The girls snickered. After a minute, Diane stood and glanced out the window, staring at the street from three floors up. "Oh my gosh, there he is now!" she cried.
"Who?" asked the rest.
"What?!" Mae shot up and ran to the window, peering out. Sure enough, there he was – tall James. Handsome James. Awkward, nervous, endearing James.
"Well, what could he be doing here?" Rebecca asked.
"Of course he's paying a visit to his dear little Miss Mae," Diane teased. But her target wasn't listening. She ran out the front door and down the stairs to the front hallway to greet her caller. First – a mirror check. Knee-length black dress smooth, faux pearl necklace secure, hair just right. She exhaled and opened the door at the three soft knocks.
"James!" she said, as if this was a complete surprise, "What are you doing here?"
"I… erm… I j-just wanted to st-stop by and… see if you would mind me visiting you and Mrs. Baker and the rest," he stammered.
Oh, if he could only be bolder!, Mae thought. "Fine," she said coolly. "Come on upstairs."
"Alright." He followed her up, watching her intently. Over their years at school, they were only acquaintances, but he'd always been enamored with her for reasons unknown, especially to the boys who'd convinced her to go places with them before. They'd all given her nicknames like "Merciless Mae" and "Queen Mae," and they'd all given James fair warning. Still, he was madly in love with her, and that was all that mattered to him.
Before she opened the door to her aunt's apartment, she whipped around and placed her pointer finger in the center of his chest, stabbing him with her fingernail. "Now you listen here, James Albert Peterson," she said in a sharp whisper, "You are not to bring up that night at the lake. It meant absolutely nothing." She was pretty good at lying. "And if you do, I swear I will take you up by the collar and toss you out."
James gulped. He nodded, scared into silence without taking into consideration that he was nearly two feet taller than little Mae, who could only carry out her threat if she had a sudden burst of extreme strength.
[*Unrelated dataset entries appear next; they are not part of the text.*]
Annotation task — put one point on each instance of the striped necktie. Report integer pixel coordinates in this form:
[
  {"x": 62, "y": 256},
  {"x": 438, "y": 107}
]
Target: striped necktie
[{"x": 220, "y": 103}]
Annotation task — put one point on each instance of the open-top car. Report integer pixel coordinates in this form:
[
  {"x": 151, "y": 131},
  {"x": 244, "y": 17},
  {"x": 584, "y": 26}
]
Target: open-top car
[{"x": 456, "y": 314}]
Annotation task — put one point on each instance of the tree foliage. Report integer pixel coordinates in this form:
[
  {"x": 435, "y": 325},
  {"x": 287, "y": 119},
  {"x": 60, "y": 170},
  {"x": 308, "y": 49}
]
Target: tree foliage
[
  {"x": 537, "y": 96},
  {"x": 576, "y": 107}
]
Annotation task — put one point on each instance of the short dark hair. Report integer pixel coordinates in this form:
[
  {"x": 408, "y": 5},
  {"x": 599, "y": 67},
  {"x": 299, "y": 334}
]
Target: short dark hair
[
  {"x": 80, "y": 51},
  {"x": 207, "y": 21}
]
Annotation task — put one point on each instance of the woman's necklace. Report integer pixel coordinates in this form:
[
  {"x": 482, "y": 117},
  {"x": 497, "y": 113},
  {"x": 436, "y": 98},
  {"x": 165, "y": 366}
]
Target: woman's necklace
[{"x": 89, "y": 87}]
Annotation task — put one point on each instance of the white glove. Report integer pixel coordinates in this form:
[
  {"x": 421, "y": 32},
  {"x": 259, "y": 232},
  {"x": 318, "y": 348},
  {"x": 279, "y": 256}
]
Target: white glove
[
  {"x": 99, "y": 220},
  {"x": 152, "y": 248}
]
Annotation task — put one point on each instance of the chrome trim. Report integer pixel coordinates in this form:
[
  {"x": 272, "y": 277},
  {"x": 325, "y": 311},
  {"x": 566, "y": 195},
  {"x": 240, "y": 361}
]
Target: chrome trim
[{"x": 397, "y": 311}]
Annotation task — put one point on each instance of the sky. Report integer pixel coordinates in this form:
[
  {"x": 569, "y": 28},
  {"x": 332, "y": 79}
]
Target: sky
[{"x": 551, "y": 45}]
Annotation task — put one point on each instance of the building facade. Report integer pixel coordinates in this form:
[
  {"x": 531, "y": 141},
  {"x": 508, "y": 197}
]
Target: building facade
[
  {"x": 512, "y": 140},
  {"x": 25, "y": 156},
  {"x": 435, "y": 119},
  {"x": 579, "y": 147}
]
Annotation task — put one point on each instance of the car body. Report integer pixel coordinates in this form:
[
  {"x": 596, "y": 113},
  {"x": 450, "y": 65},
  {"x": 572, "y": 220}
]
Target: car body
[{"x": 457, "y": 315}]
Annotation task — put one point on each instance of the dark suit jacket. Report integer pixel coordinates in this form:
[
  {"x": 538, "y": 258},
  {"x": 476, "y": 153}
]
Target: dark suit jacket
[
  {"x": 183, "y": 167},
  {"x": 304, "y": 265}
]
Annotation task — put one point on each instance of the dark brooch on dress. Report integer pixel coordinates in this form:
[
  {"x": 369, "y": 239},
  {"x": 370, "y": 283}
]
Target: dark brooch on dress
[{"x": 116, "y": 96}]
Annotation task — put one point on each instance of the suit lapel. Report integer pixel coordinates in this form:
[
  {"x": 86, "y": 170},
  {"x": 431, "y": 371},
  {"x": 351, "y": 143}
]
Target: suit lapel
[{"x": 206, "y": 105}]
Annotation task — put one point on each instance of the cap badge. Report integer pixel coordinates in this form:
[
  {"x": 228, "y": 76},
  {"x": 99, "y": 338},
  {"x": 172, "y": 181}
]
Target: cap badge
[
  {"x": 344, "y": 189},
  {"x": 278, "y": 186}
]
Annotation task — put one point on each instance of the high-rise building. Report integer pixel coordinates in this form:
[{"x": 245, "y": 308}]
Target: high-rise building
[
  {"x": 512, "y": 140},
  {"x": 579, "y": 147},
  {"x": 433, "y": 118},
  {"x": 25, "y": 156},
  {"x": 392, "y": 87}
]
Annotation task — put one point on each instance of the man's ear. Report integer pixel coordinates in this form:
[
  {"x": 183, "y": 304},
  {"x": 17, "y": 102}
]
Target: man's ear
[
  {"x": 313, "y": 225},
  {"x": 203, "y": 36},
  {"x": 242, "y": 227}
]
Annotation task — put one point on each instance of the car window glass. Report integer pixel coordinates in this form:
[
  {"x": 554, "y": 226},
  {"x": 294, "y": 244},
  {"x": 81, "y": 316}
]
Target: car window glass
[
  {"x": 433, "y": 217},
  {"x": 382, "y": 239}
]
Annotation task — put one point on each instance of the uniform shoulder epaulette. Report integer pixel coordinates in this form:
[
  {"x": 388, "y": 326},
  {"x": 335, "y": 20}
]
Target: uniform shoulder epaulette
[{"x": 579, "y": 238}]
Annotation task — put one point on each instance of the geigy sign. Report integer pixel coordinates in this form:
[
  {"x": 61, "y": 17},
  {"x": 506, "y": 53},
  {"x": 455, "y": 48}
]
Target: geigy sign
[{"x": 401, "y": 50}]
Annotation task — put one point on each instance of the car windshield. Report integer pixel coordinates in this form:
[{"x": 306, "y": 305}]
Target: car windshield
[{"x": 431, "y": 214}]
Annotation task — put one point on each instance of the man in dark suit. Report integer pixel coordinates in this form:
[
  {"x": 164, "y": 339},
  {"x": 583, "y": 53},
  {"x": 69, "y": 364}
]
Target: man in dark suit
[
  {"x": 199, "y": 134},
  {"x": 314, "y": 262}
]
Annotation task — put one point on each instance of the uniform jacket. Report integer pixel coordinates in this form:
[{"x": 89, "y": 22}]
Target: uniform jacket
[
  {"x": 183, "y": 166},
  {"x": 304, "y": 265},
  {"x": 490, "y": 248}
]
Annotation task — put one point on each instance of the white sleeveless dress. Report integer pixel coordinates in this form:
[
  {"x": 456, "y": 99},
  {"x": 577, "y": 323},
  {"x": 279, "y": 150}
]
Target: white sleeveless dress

"Hello, James," the girls said slowly in unison when the two walked in, and then went into a fit of giggling. Except for Ingrid, that is, who simply smiled and looked the young man over. Even if Mae was completely opposed to it, they looked adorable beside each other.
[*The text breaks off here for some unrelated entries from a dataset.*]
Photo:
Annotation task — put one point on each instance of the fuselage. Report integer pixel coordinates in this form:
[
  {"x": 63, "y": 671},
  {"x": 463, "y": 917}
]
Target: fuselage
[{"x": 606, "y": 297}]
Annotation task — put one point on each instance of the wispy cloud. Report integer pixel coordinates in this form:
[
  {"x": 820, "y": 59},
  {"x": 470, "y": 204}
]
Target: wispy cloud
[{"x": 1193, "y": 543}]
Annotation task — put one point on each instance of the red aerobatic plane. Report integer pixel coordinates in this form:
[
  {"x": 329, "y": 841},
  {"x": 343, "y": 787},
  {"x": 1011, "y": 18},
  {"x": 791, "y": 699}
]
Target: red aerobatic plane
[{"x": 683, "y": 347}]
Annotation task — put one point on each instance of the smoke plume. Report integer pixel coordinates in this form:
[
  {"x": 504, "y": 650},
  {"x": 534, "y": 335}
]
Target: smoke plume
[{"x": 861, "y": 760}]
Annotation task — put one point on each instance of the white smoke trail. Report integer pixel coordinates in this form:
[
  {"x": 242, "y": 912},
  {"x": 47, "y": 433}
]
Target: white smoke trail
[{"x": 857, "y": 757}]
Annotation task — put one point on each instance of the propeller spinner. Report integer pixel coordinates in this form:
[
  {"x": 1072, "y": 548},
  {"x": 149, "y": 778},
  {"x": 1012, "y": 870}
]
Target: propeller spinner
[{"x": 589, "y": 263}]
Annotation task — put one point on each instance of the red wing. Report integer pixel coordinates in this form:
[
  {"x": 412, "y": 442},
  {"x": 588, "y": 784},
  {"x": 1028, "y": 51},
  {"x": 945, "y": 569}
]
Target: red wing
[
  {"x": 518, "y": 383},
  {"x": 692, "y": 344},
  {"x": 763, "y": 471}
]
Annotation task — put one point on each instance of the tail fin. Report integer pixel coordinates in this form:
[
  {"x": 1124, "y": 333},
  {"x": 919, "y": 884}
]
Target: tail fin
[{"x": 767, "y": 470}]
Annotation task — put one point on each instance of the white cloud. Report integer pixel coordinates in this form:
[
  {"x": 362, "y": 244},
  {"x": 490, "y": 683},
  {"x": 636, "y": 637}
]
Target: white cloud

"Have a seat, dear," Ingrid said. The three women shifted around the room to make the only empty places be on the two-person sofa. Mae glared at them, but James awkwardly sat down, staring at his shoes.
With a dramatic sigh, Mae joined him.
"So, James," Rebecca began, "What… or who… brings you here today?"
He glanced over at Mae. "W-well, I just thought I'd pay you ladies a visit."
"Oh, nobody in particular?" Diane asked carefully.
James looked at the woman beside him again. She'd told him not to bring up the night at the lake, but she hadn't said a thing about anything else. So, he gathered his courage. "…Mae. I came for Mae," he ventured, gazing at her as she went red as her hair. "I came for her," he continued shakily, "I wanted to… to ask you… if you'd go to the Andersons' party tonight. With me. You know my father was a good friend of Oliver, and I'm invited every year."
Oliver Anderson held a party at his apartment once every year in September. Timid James had wanted to ask Mae to it for years, and had finally found the nerve in himself to do it.
"Well, Mae, don't keep the poor boy waiting," Ingrid said. James wasn't quite a "boy," being twenty-three, same as Mae, and being so tall.
It didn't take Mae long to decide. "…Alright. I will."
"Yes, well… Thank you. I'll be 'round again at seven." He stood awkwardly, waving to the group while keeping his eyes on his redheaded maiden. Excited, he grinned to his reflection in the mirror once in the hall.